В другом месте, над столом, неведомые враги намалевали не менее памятные мне фразы:
«О Лилат помыслил ли ты? Помыслил ли об иной, великой? Воистину надобно трепетать пред ликом ее, ибо велика Лилат среди богов».
Не приходилось сомневаться в том, что недруги надеялись напугать меня колдовством. Однако они просчитались, нарвавшись не на того человека. Меня всегда отличали стойкость и упорство в достижении цели, черты, которые кто-то мог бы счесть проявлениями простого упрямства, но которые сам я расценивал как свидетельства последовательности и целеустремленности. Стало ясно, что время предупреждений прошло: мне объявили войну.
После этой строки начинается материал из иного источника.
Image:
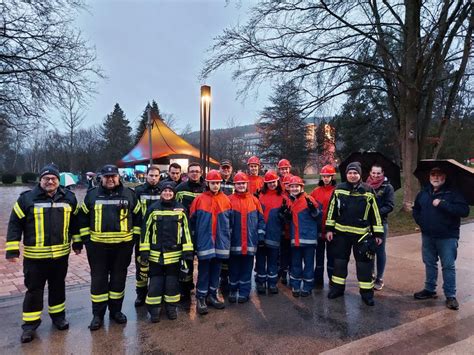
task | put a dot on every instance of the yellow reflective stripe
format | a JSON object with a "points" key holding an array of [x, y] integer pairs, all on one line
{"points": [[153, 300], [19, 213], [338, 280], [12, 246], [116, 295], [31, 316], [174, 298], [366, 285], [58, 308], [123, 220], [104, 297], [98, 217]]}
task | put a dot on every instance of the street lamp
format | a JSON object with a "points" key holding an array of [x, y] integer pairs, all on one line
{"points": [[205, 127]]}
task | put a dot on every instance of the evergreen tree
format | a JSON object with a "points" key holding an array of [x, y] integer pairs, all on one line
{"points": [[283, 128], [116, 132]]}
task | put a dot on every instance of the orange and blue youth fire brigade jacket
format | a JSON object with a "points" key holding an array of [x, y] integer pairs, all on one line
{"points": [[47, 224], [271, 202], [255, 184], [210, 219], [248, 226], [304, 223]]}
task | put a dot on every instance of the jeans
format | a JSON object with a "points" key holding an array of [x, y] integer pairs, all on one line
{"points": [[208, 277], [446, 251], [299, 272], [380, 255]]}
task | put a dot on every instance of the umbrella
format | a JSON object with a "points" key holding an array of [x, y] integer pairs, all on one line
{"points": [[67, 179], [458, 175], [367, 159]]}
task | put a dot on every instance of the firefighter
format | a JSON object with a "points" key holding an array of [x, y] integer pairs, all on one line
{"points": [[353, 222], [164, 242], [210, 226], [109, 218], [322, 194], [305, 220], [266, 261], [255, 181], [186, 192], [44, 216], [248, 231], [146, 194]]}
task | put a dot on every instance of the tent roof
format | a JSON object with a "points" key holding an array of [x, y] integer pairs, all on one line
{"points": [[165, 143]]}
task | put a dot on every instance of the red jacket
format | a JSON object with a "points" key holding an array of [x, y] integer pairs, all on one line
{"points": [[323, 194]]}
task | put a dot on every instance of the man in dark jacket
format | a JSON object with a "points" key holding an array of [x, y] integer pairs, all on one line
{"points": [[438, 210], [384, 195]]}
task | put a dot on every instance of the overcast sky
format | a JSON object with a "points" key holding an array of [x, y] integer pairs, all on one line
{"points": [[155, 50]]}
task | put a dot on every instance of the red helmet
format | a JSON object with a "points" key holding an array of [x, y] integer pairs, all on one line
{"points": [[327, 170], [296, 180], [270, 176], [214, 176], [284, 163], [287, 179], [241, 177], [253, 160]]}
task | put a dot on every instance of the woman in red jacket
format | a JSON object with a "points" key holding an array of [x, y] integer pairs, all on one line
{"points": [[322, 193]]}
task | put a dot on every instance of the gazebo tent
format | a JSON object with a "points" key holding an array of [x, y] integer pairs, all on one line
{"points": [[165, 143]]}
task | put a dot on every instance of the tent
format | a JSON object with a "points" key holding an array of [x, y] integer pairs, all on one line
{"points": [[165, 143]]}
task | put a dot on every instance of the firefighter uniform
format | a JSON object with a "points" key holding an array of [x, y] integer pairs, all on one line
{"points": [[354, 218], [109, 219], [47, 224], [164, 242], [146, 195]]}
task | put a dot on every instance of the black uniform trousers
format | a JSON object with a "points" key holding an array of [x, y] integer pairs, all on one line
{"points": [[109, 264], [37, 272], [340, 249], [164, 285]]}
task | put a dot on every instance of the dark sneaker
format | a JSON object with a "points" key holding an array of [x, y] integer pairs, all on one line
{"points": [[273, 290], [96, 323], [213, 301], [61, 323], [232, 297], [452, 303], [378, 285], [201, 306], [119, 317], [27, 335], [335, 293], [424, 295]]}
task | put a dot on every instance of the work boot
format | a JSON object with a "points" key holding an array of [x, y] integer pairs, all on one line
{"points": [[201, 306], [335, 293], [60, 323], [119, 317], [273, 289], [452, 303], [214, 301], [424, 295], [154, 314], [261, 289], [96, 323], [232, 296], [171, 311]]}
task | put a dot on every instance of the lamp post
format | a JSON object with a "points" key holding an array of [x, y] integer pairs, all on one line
{"points": [[205, 127]]}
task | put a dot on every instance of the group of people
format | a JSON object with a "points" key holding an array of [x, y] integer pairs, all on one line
{"points": [[233, 224]]}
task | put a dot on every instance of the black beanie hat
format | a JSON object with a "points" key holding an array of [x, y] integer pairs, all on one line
{"points": [[49, 169], [355, 165]]}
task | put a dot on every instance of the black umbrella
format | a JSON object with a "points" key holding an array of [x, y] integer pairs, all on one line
{"points": [[367, 159], [458, 175]]}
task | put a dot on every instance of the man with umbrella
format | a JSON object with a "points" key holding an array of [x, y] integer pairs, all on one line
{"points": [[438, 210]]}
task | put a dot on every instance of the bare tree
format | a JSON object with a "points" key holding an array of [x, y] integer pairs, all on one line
{"points": [[315, 43], [42, 57]]}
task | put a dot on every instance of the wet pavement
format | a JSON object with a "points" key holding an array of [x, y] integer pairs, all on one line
{"points": [[277, 323]]}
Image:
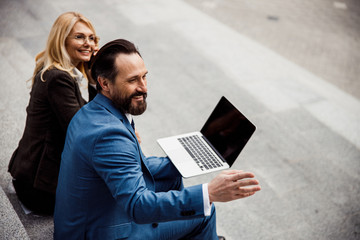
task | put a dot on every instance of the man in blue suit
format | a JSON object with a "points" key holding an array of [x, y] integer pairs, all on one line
{"points": [[107, 188]]}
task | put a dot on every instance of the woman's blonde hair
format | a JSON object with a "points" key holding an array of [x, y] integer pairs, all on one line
{"points": [[55, 54]]}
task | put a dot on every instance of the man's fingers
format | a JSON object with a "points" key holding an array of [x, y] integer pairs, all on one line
{"points": [[241, 175]]}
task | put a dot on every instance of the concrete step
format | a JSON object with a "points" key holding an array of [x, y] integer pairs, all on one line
{"points": [[10, 225]]}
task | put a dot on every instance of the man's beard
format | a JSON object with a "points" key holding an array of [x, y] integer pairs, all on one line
{"points": [[124, 103]]}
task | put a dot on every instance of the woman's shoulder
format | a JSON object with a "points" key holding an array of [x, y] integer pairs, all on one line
{"points": [[56, 73]]}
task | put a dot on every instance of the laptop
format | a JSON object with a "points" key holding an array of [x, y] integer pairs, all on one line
{"points": [[215, 147]]}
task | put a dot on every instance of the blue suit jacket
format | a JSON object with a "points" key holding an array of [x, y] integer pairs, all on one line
{"points": [[107, 187]]}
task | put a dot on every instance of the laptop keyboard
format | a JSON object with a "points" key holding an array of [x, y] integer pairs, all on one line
{"points": [[200, 153]]}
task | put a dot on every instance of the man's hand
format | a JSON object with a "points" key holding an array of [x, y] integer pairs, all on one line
{"points": [[230, 185]]}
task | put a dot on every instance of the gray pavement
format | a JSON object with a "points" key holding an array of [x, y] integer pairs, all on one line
{"points": [[291, 67]]}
В тот же вечер я сел за стол и написал на имя мсье Масперо заявление о немедленной отставке.
* * *
Определенного плана действий у меня не имелось, но стремление осмыслить случившееся привело к тому, что я вернулся в Фивы. В Долине царей можно было надеяться обнаружить что-нибудь важное, ознакомиться со свежими находками или узнать о чем-то таком, что не показалось Дэвису заслуживающим упоминания. Кроме того, мне следовало позаботиться об источнике средств к существованию, а в Фивах, где моя репутация была хорошо известна, я всегда мог рассчитывать на заработки в качестве художника или гида, сопровождающего богатых туристов. Но самое главное, после потрясения, пережитого в кабинете моего дома в Танте, я настоятельно нуждался хотя бы в иллюзии безопасности, и Фивы казались мне местом, более любого другого способным стать моим домом.